Endless structured activities
There are some wonderful mom and baby groups that are stimulating and friendly environments for you and your little one. By all means join up, but be wary of introducing too many formal activities, swimming, music and so on too early in the toddler and preschool years.
Babies and toddlers need down time, and time to set their own agenda. Give your baby time to play with her toes, watch the sunlight play across the floor or investigate the blades of grass beneath her. Let your toddler mess around in the sandpit with a friend for company. Her imagination, social skills and attention span will all benefit.
No television before the age of 2 is the recmmendation of the American Association of Pediatrics. It takes away from more beneficial activities that promote physical and intellectual activity, and active learning.
Learning should be fun and natural. Remember too, that just as your baby’s physical development follows a certain pattern, so does cognitive development. Pushing your baby to read before she’s ready won’t be successful and you’ll both end up frustrated.
Nature and nurture
Today it is recognised that there are different ways to learn and be clever. Harvard professor Howard Gardner’s Theory of Multiple Intelligences changed the way we think about intelligence. As a result, parents are asking not just, “Is my child clever?” but, “What sort of clever is my child?”
It’s not just about school smarts – your child may display linguistic, mathematical, kinesthetic, or other kinds of intelligence. Encourage your child to explore her unique gifts and talents.
Intelligence is a complex mix of genetic and environmental factors, or nature and nurture. Your baby is born with genes inherited from both parents, which to some extent set potential.

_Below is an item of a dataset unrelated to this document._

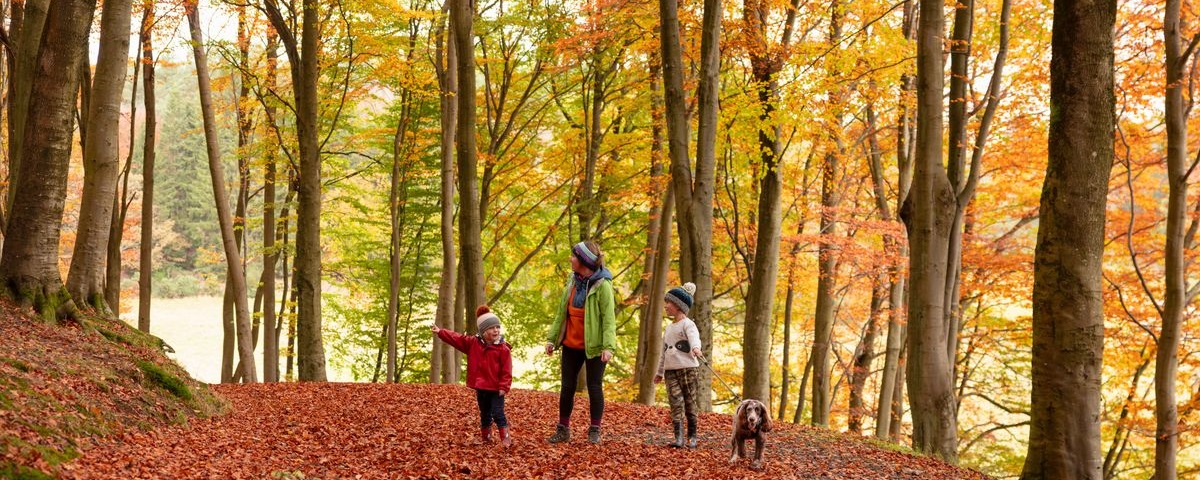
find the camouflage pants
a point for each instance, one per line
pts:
(683, 388)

Not every child has the potential to be an Olympic gymnast or a concert cellist or a Nobel scientist, no matter how many extra lessons you drive her to! Similarly, a child with great mathematical potential who grows up in a slum, with no schooling, will not have the environmental opportunities to develop that talent.
The environment in which your baby grows up – what she experiences, her toys and books, her diet, her siblings, anillness or accident, her school and many more contributing factors – will influence how she grows up intellectually, physically and emotionally. Genetic and environmental factors influence each other in subtle and complex ways.
The music myth
Claims that music makes babies smarter (the so-called Mozart effect) are controversial. Research shows a temporary increase in spatial reasoning when students had listened to Mozart before being tested. It may be a stretch to claim that listening to Mozart will increase your child’s IQ, but it is fair to say that music is powerfully connected to other abilities, including maths and language.
Studies found that learning piano does develop children’s spatial-temporal intelligence. Our advice? Listen to music together, sing to your baby and encourage your child to make music too.